Caleb King

No. 38
- Position: Running back

Personal information
- Born: January 10, 1988 (age 38) Norcross, Georgia, U.S.
- Listed height: 5 ft 11 in (1.80 m)
- Listed weight: 217 lb (98 kg)

Career information
- High school: Parkview
- College: Georgia
- NFL draft: 2011: undrafted

Career history
- Minnesota Vikings (2011);

Awards and highlights
- Freshman All-SEC (2008);
- Stats at Pro Football Reference

= Caleb King =

American football player (born 1988)

Caleb King (born January 10, 1988) is an American former professional football running back who was a member of the Minnesota Vikings of the National Football League (NFL).
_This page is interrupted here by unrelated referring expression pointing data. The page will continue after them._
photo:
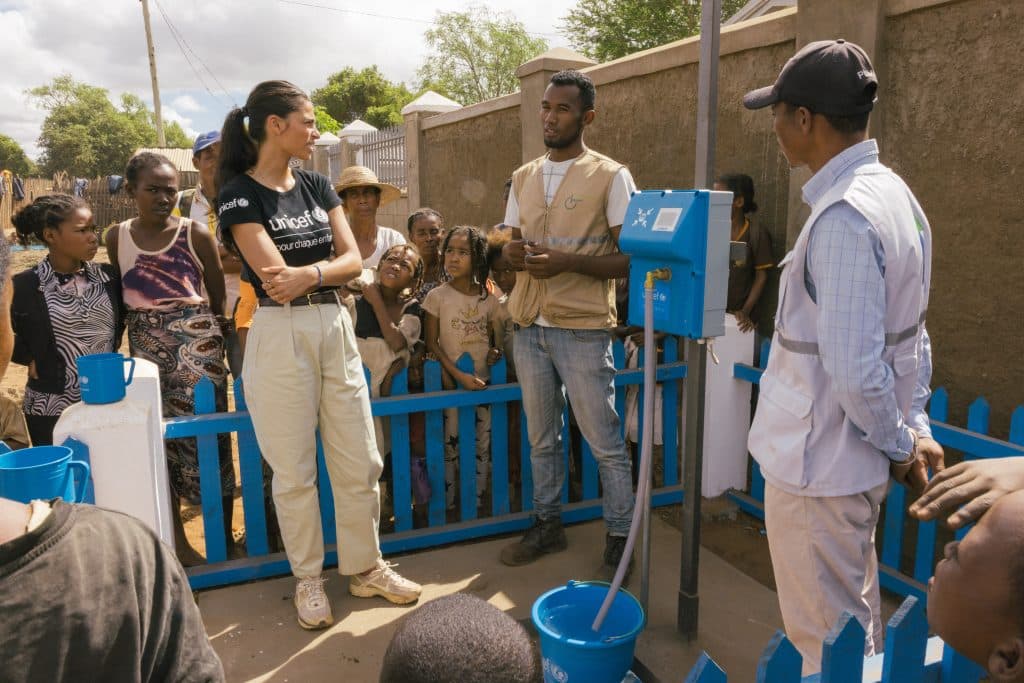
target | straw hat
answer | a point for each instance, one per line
(360, 176)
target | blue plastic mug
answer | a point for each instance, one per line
(42, 473)
(101, 377)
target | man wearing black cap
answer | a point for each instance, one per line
(842, 400)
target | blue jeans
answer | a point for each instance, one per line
(551, 363)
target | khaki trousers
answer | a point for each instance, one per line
(302, 371)
(822, 551)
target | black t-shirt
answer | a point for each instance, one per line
(367, 325)
(296, 220)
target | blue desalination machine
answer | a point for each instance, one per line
(685, 232)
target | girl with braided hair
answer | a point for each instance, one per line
(65, 307)
(463, 317)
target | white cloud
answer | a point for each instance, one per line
(186, 103)
(233, 45)
(170, 115)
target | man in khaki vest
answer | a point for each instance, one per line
(565, 210)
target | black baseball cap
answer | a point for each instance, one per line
(830, 77)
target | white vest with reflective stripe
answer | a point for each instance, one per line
(801, 436)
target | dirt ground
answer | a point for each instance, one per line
(735, 537)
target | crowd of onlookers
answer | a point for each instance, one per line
(323, 290)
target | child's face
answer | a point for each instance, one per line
(155, 191)
(427, 235)
(972, 599)
(458, 257)
(503, 273)
(397, 268)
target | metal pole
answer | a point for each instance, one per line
(696, 352)
(161, 139)
(711, 15)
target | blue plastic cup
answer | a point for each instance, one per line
(43, 473)
(101, 377)
(570, 649)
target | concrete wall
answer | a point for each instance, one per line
(394, 214)
(649, 123)
(465, 164)
(948, 120)
(951, 122)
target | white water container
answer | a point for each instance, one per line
(727, 413)
(126, 451)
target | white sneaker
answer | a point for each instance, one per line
(311, 603)
(387, 583)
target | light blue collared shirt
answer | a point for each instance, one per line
(844, 275)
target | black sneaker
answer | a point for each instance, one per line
(546, 536)
(613, 548)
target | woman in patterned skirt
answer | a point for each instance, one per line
(65, 307)
(165, 261)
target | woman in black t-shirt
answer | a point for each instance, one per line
(301, 367)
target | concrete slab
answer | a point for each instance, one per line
(253, 627)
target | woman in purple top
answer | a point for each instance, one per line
(302, 368)
(165, 262)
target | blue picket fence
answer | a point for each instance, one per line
(207, 424)
(909, 656)
(907, 577)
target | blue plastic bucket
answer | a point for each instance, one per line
(101, 377)
(42, 473)
(572, 652)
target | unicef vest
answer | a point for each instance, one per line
(801, 436)
(576, 221)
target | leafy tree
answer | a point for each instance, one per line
(13, 159)
(365, 94)
(474, 54)
(325, 122)
(86, 135)
(605, 30)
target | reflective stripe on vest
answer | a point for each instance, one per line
(811, 348)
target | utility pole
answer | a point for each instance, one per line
(161, 139)
(696, 350)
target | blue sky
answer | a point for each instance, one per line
(232, 44)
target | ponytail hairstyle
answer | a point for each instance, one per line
(46, 211)
(245, 128)
(741, 185)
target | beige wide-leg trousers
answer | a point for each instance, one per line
(302, 371)
(822, 551)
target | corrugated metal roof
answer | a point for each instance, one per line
(181, 158)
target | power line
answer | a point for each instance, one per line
(185, 49)
(389, 16)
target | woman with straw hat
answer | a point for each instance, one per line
(361, 195)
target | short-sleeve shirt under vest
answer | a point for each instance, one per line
(576, 222)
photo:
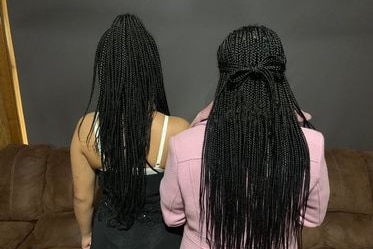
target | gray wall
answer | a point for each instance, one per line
(328, 46)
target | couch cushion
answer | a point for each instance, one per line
(13, 233)
(58, 193)
(346, 231)
(350, 188)
(312, 237)
(57, 230)
(22, 173)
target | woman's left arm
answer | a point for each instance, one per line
(171, 200)
(84, 187)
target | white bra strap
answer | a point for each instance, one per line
(161, 143)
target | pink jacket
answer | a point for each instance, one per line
(181, 182)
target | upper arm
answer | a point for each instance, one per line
(82, 173)
(171, 199)
(319, 193)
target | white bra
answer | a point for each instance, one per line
(149, 170)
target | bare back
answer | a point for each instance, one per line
(175, 125)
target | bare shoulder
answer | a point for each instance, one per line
(83, 128)
(178, 124)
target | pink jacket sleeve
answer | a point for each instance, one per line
(319, 193)
(171, 202)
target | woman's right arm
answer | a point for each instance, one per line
(318, 199)
(84, 187)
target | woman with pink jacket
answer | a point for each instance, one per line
(247, 175)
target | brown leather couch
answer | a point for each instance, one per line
(36, 205)
(36, 208)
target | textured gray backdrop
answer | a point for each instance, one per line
(328, 46)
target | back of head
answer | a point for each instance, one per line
(128, 69)
(255, 173)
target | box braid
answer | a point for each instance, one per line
(128, 69)
(256, 166)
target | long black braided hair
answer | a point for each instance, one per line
(128, 69)
(256, 165)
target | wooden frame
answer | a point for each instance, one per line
(12, 123)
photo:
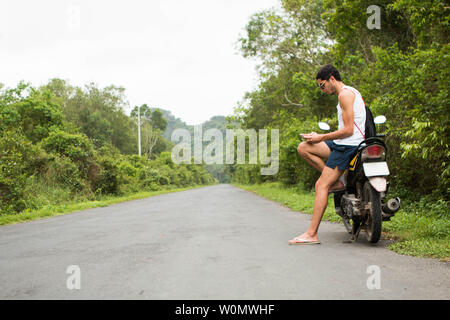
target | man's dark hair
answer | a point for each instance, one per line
(327, 71)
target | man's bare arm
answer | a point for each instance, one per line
(346, 99)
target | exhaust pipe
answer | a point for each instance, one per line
(392, 206)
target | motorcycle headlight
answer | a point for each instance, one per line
(375, 151)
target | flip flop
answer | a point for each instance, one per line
(298, 240)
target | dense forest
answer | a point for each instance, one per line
(60, 143)
(401, 68)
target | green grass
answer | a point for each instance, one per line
(420, 229)
(50, 210)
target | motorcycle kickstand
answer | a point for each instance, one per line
(355, 236)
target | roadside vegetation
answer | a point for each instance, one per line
(65, 148)
(402, 71)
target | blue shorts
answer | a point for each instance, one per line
(340, 155)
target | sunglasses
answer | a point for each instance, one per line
(322, 85)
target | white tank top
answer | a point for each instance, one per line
(359, 113)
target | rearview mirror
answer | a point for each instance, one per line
(324, 126)
(379, 119)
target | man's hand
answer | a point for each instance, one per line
(313, 137)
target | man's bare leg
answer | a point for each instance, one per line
(314, 155)
(326, 180)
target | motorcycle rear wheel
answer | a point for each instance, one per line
(372, 223)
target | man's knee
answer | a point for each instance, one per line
(302, 149)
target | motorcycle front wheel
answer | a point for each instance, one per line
(372, 222)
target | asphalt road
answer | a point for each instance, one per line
(217, 242)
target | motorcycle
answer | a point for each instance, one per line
(362, 205)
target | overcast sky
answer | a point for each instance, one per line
(179, 55)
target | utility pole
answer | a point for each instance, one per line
(139, 129)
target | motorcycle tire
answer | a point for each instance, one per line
(373, 221)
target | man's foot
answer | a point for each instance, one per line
(304, 239)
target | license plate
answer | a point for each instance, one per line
(374, 169)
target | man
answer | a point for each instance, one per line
(336, 147)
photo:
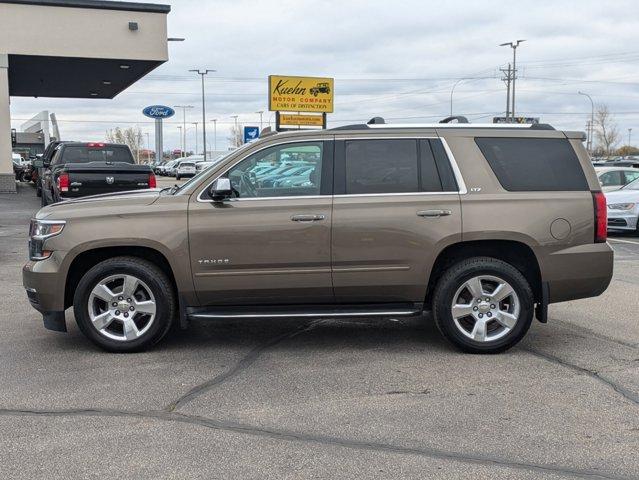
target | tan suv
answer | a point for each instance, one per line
(484, 225)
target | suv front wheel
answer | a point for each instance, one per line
(483, 305)
(124, 304)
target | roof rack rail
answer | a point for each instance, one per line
(376, 121)
(459, 118)
(541, 126)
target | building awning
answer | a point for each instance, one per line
(71, 77)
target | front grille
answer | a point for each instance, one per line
(617, 222)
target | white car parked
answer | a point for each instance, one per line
(623, 208)
(613, 178)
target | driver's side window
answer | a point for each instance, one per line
(292, 169)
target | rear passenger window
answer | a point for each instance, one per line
(381, 166)
(533, 164)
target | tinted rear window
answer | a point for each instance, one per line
(533, 164)
(80, 154)
(381, 166)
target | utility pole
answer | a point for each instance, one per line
(261, 112)
(148, 151)
(514, 46)
(237, 137)
(214, 134)
(507, 79)
(201, 73)
(196, 149)
(183, 131)
(592, 121)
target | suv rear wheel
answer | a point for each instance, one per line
(124, 304)
(483, 305)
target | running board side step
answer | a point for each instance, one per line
(306, 311)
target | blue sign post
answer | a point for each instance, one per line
(251, 133)
(158, 112)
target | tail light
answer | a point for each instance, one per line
(63, 182)
(601, 217)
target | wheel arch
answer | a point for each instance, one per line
(518, 254)
(89, 258)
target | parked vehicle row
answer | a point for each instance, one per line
(371, 226)
(77, 169)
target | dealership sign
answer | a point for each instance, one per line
(251, 133)
(301, 120)
(158, 111)
(300, 94)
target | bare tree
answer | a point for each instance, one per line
(606, 130)
(236, 138)
(131, 136)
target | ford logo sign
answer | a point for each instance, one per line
(158, 111)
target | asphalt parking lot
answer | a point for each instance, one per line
(321, 399)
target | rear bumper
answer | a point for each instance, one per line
(578, 272)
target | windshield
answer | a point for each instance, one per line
(634, 185)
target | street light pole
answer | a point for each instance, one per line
(148, 151)
(592, 121)
(201, 73)
(236, 140)
(214, 134)
(183, 107)
(196, 149)
(514, 46)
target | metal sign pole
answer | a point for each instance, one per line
(158, 140)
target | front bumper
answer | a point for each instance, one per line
(45, 283)
(620, 220)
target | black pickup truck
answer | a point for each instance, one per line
(78, 169)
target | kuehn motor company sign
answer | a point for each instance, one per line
(300, 94)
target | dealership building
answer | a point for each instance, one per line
(73, 49)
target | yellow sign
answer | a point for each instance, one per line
(302, 120)
(300, 94)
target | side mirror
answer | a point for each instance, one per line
(221, 189)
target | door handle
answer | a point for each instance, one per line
(434, 213)
(307, 218)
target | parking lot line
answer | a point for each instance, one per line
(622, 241)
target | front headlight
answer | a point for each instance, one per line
(39, 231)
(621, 206)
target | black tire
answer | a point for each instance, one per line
(152, 276)
(463, 271)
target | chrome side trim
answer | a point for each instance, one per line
(390, 268)
(305, 315)
(458, 176)
(403, 194)
(284, 271)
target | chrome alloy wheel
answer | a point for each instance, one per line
(485, 308)
(122, 307)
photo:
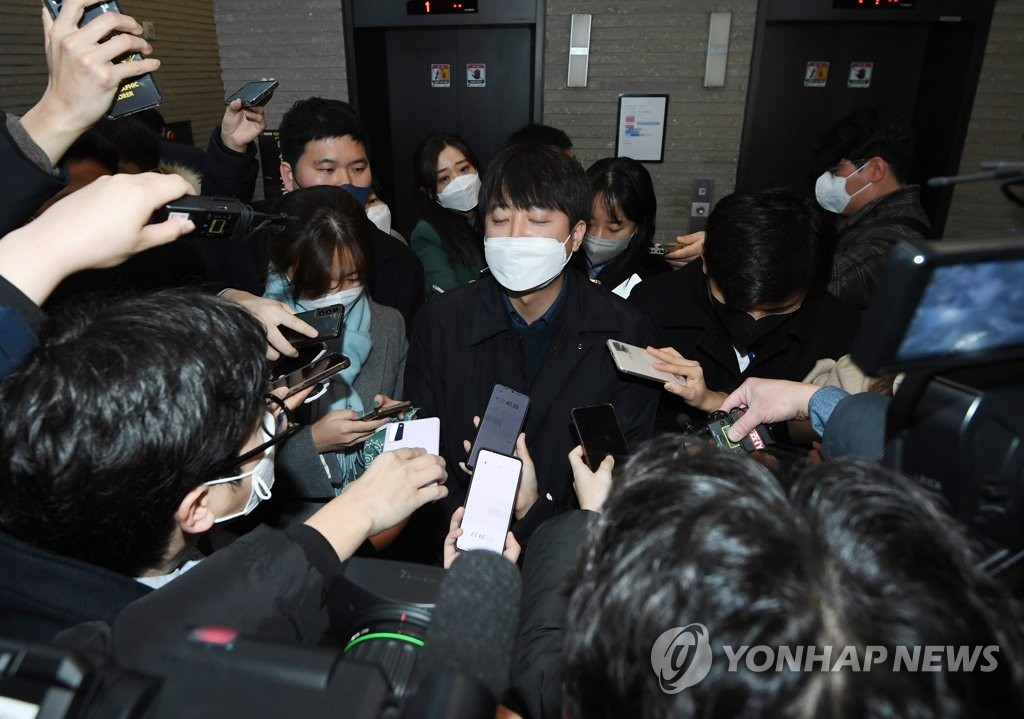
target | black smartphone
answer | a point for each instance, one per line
(382, 412)
(134, 94)
(327, 322)
(599, 433)
(501, 424)
(254, 94)
(306, 376)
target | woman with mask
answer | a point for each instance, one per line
(622, 225)
(446, 240)
(317, 259)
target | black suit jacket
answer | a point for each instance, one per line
(678, 304)
(462, 346)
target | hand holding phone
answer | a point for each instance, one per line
(327, 322)
(135, 89)
(638, 362)
(385, 412)
(489, 503)
(324, 366)
(600, 434)
(254, 94)
(502, 423)
(424, 433)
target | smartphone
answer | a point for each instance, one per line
(599, 433)
(134, 94)
(254, 94)
(659, 249)
(636, 361)
(491, 502)
(501, 424)
(425, 433)
(392, 411)
(306, 376)
(327, 322)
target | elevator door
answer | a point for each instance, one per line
(483, 110)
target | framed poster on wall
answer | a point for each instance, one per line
(641, 127)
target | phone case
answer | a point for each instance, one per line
(599, 432)
(491, 502)
(496, 432)
(134, 94)
(635, 361)
(327, 322)
(424, 433)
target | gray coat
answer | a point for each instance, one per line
(301, 483)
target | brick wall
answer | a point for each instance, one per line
(995, 131)
(654, 46)
(184, 39)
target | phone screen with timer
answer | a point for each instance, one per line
(491, 502)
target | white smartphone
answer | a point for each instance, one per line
(425, 433)
(636, 361)
(491, 502)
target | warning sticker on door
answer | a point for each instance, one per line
(440, 76)
(816, 74)
(860, 75)
(476, 75)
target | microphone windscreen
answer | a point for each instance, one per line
(475, 621)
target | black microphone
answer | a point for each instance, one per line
(466, 663)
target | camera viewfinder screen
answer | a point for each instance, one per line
(967, 309)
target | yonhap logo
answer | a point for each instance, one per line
(681, 658)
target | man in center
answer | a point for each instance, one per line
(530, 324)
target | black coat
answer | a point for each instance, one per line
(678, 304)
(462, 346)
(42, 593)
(24, 184)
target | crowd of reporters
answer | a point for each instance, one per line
(137, 418)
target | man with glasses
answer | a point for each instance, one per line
(868, 157)
(134, 427)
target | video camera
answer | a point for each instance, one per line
(951, 314)
(420, 642)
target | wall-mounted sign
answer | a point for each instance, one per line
(860, 75)
(641, 127)
(816, 74)
(476, 75)
(440, 76)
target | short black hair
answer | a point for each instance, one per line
(316, 119)
(325, 219)
(135, 140)
(536, 175)
(866, 133)
(126, 406)
(626, 188)
(463, 242)
(536, 133)
(93, 145)
(765, 247)
(852, 555)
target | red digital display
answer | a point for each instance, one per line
(432, 7)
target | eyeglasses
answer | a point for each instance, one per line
(284, 426)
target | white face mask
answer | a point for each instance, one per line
(346, 297)
(522, 264)
(830, 191)
(462, 194)
(381, 216)
(261, 481)
(600, 250)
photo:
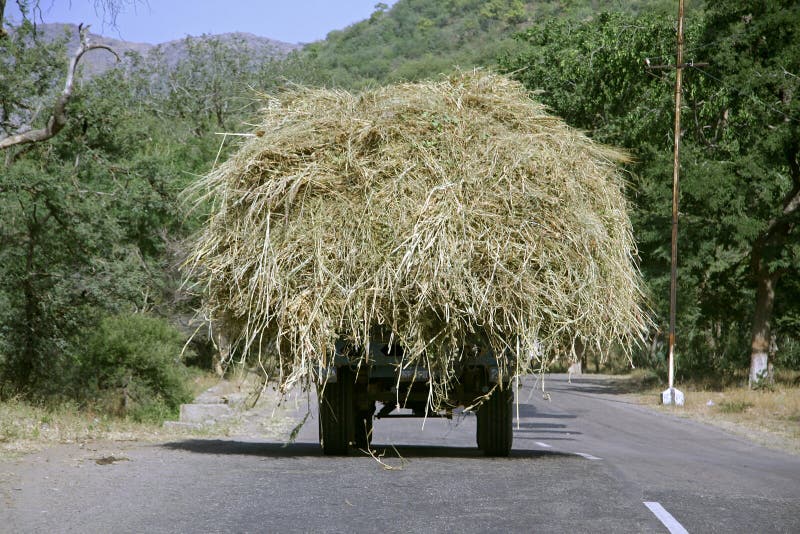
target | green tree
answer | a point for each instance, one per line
(754, 79)
(739, 186)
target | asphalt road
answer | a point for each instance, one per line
(584, 461)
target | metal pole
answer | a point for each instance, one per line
(673, 290)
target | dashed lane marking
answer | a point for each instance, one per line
(666, 518)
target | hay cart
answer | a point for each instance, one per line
(359, 380)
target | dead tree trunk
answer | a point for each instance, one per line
(761, 336)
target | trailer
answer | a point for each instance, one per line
(357, 381)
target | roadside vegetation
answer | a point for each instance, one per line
(769, 415)
(95, 313)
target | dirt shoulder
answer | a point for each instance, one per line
(770, 418)
(29, 430)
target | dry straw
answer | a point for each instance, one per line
(452, 214)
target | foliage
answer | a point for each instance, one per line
(738, 154)
(418, 39)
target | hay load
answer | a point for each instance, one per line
(451, 214)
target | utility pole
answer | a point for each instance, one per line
(673, 395)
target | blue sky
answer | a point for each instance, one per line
(157, 21)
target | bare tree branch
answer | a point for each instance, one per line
(59, 116)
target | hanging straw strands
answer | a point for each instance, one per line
(451, 213)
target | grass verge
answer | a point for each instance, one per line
(769, 417)
(27, 427)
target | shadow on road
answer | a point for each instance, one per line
(296, 450)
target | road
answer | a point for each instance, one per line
(584, 461)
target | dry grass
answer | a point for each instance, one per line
(449, 215)
(769, 417)
(26, 427)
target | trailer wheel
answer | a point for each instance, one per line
(363, 429)
(336, 414)
(495, 433)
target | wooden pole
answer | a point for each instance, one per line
(673, 290)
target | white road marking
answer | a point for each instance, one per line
(666, 518)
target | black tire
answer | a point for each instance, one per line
(336, 415)
(363, 430)
(495, 433)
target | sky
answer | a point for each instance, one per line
(158, 21)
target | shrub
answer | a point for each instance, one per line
(132, 367)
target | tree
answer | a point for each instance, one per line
(755, 72)
(738, 238)
(58, 117)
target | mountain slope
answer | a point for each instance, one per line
(97, 62)
(418, 38)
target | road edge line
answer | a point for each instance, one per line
(666, 518)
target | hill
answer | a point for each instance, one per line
(173, 51)
(418, 39)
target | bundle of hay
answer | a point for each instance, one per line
(452, 214)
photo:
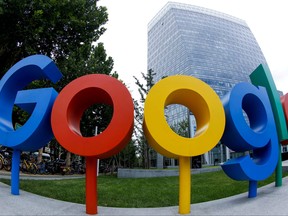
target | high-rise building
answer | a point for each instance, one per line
(215, 47)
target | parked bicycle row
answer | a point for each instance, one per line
(30, 165)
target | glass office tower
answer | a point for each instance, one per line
(215, 47)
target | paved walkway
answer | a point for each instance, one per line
(270, 201)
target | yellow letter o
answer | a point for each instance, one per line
(204, 103)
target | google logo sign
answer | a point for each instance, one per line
(59, 115)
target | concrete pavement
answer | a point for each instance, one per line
(270, 201)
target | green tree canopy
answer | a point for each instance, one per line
(50, 27)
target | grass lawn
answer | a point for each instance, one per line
(143, 192)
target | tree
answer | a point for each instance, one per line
(49, 27)
(143, 89)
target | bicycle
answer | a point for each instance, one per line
(28, 166)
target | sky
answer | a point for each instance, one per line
(125, 39)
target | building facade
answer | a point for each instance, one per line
(215, 47)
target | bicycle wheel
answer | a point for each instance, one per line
(1, 163)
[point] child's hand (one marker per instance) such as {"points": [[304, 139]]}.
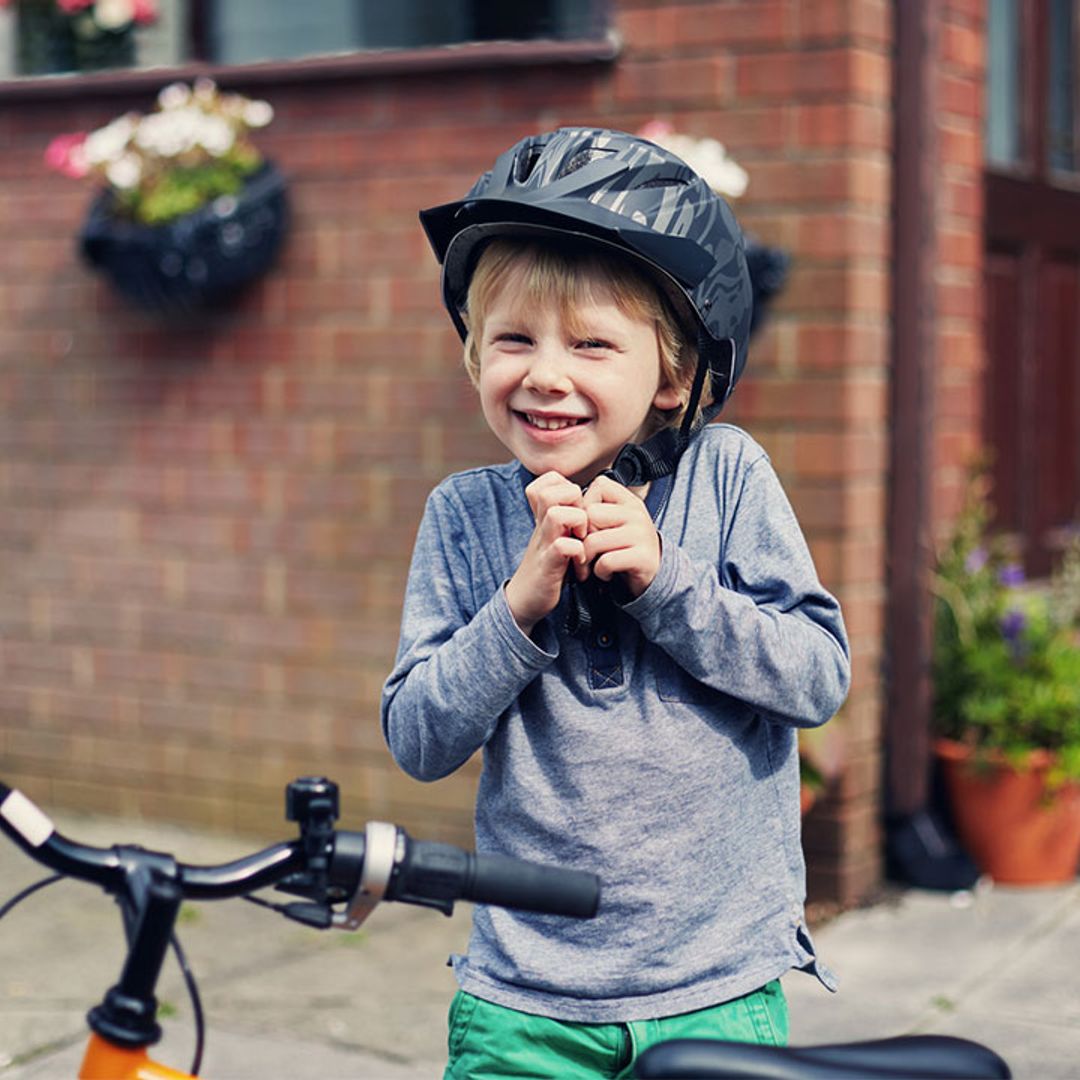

He was signed by the Vikings as a rookie free agent in 2011. He played college football at Georgia, redshirting in 2007 and playing from 2008 to 2010.

==College career==
Despite King's heralded status as a recruit he was redshirted for the 2007 season. In his career at Georgia, he rushed 255 times for 1,271 yards and 10 touchdowns while adding 16 catches for 126 yards and a touchdown. He was ruled academically ineligible for the 2011 football season.

==Professional career==
After being signed as a free agent, he played in one preseason game in 2011 for the Vikings against the Houston Texans, rushing for 62 yards and two touchdowns on 19 carries. King was activated to the Vikings' roster for Week 17 against the Chicago Bears but did not play.